The now oft heard statement that you can 'reverse your diabetes' is a bit of a misnomer.
What is possible 'for sufficiently motivated individuals', to use Taylor's words, is that the so called inevitable progression of the disease can be stopped. This is apparantly due to the discovery that the insulin beta cells are not either dead or alive as previously thought, but that some appear to 'metabolically inhibited'. If you lose enough weight, for many, but not all, these beta cells can start producing insulin again. However, the ones that are well and truely dead remain dead. This means that you have to remain vigilant because your insulin production can decline again if you don't take care of yourself.
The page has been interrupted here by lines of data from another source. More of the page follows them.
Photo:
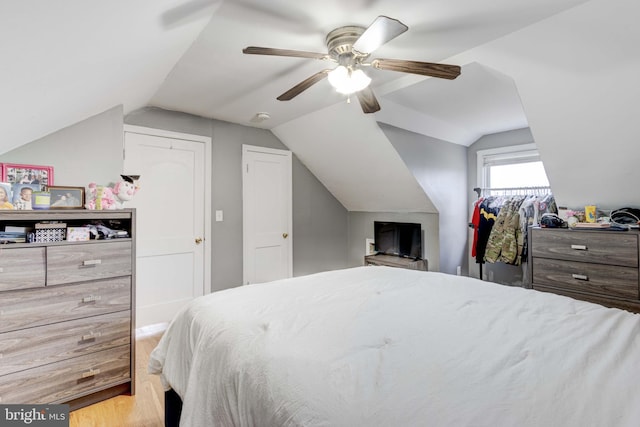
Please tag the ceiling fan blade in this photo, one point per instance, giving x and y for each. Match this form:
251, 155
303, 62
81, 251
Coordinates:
431, 69
303, 85
255, 50
368, 100
382, 30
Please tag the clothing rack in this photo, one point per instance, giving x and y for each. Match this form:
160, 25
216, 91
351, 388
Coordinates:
513, 191
510, 191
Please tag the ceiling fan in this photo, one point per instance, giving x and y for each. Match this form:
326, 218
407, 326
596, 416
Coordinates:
350, 47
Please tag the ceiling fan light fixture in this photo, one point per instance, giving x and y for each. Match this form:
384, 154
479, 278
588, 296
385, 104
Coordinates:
347, 81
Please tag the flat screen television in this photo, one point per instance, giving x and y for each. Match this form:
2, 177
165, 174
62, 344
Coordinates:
398, 238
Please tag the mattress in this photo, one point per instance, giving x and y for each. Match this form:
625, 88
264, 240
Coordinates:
383, 346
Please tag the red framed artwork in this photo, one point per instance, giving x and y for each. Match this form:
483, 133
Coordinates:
14, 173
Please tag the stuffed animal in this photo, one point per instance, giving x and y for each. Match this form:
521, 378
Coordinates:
101, 197
124, 190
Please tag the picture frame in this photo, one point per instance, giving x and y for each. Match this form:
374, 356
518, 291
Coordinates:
15, 173
5, 199
22, 201
66, 197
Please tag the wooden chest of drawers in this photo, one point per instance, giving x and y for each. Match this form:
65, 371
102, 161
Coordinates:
592, 265
67, 313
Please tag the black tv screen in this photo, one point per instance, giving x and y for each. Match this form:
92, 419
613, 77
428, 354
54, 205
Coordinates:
398, 238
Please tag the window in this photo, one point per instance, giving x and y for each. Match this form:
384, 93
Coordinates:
511, 167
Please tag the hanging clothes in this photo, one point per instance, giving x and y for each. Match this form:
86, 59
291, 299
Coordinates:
488, 212
503, 233
475, 222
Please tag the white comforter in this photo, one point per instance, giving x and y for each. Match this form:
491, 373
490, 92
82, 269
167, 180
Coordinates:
378, 346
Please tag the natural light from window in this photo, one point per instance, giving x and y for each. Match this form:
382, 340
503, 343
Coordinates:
530, 174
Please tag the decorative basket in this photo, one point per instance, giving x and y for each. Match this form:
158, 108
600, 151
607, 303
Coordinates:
50, 232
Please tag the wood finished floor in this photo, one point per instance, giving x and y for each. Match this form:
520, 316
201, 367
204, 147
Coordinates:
145, 409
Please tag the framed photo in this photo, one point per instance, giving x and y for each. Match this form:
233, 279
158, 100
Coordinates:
27, 174
5, 196
22, 195
66, 197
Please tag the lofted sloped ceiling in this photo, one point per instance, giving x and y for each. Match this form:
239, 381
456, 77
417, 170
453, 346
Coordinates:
66, 60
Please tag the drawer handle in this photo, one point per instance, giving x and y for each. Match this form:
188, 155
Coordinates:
90, 373
92, 298
91, 336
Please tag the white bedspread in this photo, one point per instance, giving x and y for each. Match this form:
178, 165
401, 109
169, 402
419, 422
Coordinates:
380, 346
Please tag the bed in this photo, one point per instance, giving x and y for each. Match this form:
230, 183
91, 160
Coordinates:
383, 346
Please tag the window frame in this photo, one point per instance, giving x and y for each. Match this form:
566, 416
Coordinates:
514, 154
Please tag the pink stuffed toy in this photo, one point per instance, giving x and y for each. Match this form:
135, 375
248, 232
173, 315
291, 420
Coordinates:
124, 190
106, 198
100, 197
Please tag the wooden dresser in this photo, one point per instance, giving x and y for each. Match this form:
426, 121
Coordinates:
396, 261
67, 312
592, 265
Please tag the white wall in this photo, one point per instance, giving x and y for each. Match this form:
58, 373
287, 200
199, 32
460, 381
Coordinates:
88, 151
441, 170
577, 74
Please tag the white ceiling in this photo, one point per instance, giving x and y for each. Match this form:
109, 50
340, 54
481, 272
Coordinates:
214, 79
66, 60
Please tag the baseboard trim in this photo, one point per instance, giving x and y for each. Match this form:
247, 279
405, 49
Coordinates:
151, 330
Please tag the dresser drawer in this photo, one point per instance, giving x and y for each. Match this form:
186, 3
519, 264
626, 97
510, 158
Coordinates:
66, 380
22, 268
36, 307
600, 279
81, 262
615, 248
29, 348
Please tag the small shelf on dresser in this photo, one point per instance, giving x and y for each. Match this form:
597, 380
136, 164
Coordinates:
396, 261
68, 311
592, 265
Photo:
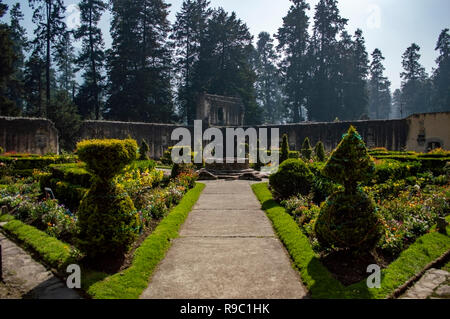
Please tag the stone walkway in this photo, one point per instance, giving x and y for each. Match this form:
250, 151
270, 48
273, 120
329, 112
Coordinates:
434, 284
25, 278
227, 249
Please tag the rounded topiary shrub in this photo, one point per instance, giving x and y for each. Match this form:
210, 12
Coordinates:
348, 221
292, 178
107, 219
143, 150
284, 152
107, 158
319, 150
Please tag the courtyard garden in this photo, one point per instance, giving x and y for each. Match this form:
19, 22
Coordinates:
106, 208
340, 212
110, 209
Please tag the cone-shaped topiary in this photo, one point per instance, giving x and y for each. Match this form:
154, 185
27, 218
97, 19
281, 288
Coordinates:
350, 162
348, 218
306, 149
319, 150
107, 219
292, 178
284, 153
107, 158
348, 221
143, 150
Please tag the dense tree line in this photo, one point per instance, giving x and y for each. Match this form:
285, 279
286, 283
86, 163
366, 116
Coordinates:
155, 71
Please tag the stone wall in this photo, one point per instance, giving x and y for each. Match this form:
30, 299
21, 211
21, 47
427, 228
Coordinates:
416, 133
28, 135
427, 131
156, 135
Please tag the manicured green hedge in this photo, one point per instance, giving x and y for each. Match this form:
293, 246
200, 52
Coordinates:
130, 283
50, 250
427, 163
31, 162
318, 279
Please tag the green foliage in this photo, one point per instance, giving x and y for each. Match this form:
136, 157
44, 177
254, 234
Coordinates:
107, 158
284, 152
321, 283
177, 169
292, 178
130, 283
322, 186
107, 220
143, 151
392, 169
306, 149
73, 173
348, 221
319, 150
348, 218
19, 163
350, 163
106, 217
53, 252
294, 154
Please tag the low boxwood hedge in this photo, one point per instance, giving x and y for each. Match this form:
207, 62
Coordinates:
320, 281
130, 283
50, 250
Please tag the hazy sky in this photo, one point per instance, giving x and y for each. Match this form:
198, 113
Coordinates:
390, 25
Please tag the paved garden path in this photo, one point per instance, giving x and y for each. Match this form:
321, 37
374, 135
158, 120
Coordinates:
227, 249
434, 284
25, 278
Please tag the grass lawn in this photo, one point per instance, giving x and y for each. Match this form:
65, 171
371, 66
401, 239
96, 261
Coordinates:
319, 280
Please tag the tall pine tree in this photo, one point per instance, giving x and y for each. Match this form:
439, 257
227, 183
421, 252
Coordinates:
293, 43
225, 63
324, 103
139, 63
441, 76
48, 15
91, 59
20, 47
268, 89
188, 33
416, 87
379, 88
354, 70
7, 60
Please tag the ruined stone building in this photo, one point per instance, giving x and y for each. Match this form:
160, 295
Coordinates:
216, 110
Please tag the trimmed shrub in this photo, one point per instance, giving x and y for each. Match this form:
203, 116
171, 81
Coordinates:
319, 150
348, 218
143, 151
177, 169
292, 178
23, 164
306, 149
350, 162
284, 152
322, 186
107, 218
107, 158
348, 221
294, 154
The old idea that if you became diabetic that even if you controlled it by losing weight and lowering your fasting glucose levels, that control would become increasingly difficult to maintain and the disease would then inevitably progress was due to a study known as the Belfast Study and as Taylor summarises it, this 'study provides an example of moderate weight loss leading to reasonably controlled, yet persistent diabetes. This study showed that a mean weight loss of 11 kg decreased fasting blood glucose levels from 10.4 to 7.0 mmol/L but that this abnormal level presaged the all-too-familiar deterioration of control'.
Taylor's work had led him to the following conclusion: "The extent of weight loss required to reverse type 2 diabetes is much greater than conventionally advised. A clear distinction must be made between weight loss that improves glucose control but leaves blood glucose levels abnormal and weight loss of sufficient degree to normalize pancreatic function." As I wrote above, it is the progression that is being halted, not the disease. It can return.
If you have had diabetes once, you can get it a second time easier than you got it the first time. The good news is that it does not need to be progressive. Just don't push things too far.